1

I’m currently working on a live translation web app allowing multiple participants to use the Azure Speech Translation and share their transcriptions in multiple languages.

I don’t want to be billed for the number of participants X the duration of a meeting. Hence the question: How can I activate the recognition only when speech is detected? This way, I would only pay for the people currently speaking.

I tried to use the speechStartDetected event from the TranslationRecognizer class, but this event seems to fire only when the recognizer is currently recognizing (with recognizeOnceAsync() or startContinuousRecognitionAsync())

Is there any parameter within the Speech SDK I can use to achieve what I want?

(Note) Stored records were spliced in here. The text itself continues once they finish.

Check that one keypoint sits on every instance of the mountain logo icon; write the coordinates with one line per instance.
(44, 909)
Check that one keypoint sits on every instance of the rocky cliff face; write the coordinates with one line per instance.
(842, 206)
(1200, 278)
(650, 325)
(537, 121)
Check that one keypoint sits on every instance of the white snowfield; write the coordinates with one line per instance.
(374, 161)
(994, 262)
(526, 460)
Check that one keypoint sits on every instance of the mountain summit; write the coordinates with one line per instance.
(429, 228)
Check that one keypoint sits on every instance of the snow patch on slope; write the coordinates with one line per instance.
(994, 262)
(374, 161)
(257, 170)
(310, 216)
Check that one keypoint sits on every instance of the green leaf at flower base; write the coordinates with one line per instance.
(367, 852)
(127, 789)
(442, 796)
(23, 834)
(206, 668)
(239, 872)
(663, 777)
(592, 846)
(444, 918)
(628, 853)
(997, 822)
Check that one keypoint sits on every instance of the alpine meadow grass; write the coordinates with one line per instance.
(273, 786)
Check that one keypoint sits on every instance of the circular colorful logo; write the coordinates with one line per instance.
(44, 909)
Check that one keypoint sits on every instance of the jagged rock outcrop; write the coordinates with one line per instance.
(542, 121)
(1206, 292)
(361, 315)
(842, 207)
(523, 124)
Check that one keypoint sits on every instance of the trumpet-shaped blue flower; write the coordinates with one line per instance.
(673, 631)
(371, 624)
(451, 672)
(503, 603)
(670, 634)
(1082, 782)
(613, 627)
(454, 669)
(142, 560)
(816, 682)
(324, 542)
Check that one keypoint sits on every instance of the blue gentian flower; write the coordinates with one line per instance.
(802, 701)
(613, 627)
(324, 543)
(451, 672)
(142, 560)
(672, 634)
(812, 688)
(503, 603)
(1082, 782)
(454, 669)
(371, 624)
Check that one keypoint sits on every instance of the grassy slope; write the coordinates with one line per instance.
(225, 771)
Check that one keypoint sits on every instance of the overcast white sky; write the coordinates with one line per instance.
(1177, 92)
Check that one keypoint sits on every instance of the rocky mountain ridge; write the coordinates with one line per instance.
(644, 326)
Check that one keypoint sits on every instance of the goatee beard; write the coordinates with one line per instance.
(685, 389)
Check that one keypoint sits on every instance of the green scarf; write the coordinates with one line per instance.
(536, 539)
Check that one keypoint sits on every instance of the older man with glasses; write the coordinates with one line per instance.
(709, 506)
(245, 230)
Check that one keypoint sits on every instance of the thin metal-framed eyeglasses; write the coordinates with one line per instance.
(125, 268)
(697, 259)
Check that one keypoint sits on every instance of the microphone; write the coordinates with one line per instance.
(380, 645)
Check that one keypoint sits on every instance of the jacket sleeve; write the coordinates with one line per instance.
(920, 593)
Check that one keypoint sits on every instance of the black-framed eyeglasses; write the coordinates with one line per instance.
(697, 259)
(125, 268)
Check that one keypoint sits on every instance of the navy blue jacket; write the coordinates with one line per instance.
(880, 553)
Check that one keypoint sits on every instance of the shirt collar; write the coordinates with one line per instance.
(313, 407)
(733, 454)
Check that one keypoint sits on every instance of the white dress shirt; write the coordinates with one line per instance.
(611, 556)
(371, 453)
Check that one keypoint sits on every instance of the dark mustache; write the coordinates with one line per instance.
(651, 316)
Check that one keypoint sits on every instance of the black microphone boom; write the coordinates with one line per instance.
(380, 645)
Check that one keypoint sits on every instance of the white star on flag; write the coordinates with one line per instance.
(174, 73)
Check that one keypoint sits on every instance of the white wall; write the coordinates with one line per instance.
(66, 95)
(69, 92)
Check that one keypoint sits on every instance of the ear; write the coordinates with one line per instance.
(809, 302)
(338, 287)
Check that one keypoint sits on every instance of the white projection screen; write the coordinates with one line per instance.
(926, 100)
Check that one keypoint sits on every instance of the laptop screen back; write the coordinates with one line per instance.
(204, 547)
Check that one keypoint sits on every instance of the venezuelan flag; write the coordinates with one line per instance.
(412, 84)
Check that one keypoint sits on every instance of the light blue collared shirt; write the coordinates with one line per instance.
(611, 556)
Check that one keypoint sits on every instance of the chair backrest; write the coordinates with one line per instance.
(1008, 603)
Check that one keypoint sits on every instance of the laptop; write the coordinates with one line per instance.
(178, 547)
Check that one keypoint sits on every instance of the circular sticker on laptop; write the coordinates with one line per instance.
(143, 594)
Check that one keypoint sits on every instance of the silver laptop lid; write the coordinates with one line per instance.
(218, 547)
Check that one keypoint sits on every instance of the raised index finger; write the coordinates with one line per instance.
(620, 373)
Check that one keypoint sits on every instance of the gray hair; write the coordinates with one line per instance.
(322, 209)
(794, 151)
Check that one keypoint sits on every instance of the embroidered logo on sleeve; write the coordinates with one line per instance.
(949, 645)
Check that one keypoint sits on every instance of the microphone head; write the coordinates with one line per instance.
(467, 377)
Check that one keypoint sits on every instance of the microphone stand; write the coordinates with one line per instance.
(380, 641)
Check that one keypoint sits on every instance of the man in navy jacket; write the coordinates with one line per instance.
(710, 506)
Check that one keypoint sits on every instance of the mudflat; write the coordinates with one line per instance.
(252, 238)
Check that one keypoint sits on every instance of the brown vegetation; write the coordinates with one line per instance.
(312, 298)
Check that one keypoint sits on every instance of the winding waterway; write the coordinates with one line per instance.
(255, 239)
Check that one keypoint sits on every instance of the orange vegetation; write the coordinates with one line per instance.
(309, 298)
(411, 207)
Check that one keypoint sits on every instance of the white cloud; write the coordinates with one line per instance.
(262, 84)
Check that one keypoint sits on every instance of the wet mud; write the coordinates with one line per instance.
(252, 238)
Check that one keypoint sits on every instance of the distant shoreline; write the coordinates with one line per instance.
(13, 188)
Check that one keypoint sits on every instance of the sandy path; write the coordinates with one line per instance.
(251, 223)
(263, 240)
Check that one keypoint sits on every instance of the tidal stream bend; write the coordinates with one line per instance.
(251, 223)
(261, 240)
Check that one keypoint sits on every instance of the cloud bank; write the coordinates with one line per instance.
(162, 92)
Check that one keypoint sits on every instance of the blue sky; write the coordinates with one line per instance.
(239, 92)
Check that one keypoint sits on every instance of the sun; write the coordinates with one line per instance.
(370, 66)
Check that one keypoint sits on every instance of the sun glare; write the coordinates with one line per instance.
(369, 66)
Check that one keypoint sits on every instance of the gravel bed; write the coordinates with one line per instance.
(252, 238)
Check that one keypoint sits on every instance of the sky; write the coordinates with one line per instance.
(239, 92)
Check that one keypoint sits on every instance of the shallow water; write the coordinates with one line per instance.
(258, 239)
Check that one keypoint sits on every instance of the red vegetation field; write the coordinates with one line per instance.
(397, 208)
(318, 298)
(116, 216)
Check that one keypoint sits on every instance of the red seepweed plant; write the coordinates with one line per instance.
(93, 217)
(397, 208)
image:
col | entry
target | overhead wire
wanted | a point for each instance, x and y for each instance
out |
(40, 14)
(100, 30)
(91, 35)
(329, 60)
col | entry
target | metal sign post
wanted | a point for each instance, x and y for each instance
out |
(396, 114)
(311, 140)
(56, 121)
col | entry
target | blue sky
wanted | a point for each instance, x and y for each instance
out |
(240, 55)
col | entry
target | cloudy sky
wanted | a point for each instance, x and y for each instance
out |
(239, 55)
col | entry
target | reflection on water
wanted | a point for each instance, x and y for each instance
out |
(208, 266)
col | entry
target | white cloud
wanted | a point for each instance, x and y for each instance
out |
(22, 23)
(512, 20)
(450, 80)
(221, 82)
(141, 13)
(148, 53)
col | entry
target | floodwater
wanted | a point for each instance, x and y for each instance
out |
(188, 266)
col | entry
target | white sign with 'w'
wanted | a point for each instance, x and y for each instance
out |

If not, what are my options?

It might be possible to watch the audio dB level and activate the continuous recognition accordingly, but I think I will run into some problems If I try to do it this way. Ex: Once the audio level reach a certain level for a certain duration, this would trigger the startContinuousRecognitionAsync(), but it would miss the beginning of the speech…

Thanks in advance!

Simon
  • 11
  • 2

1 Answers1

0

Real time speech to text solution for live calls, With Speech to Text, you pay as you go based on the number of hours of audio you transcribe. Learn to view your billing invoice and usage data at https://learn.microsoft.com/en-us/azure/billing/billing-download-azure-invoice-daily-usage-date

Ram
  • 2,459
  • 1
  • 7
  • 14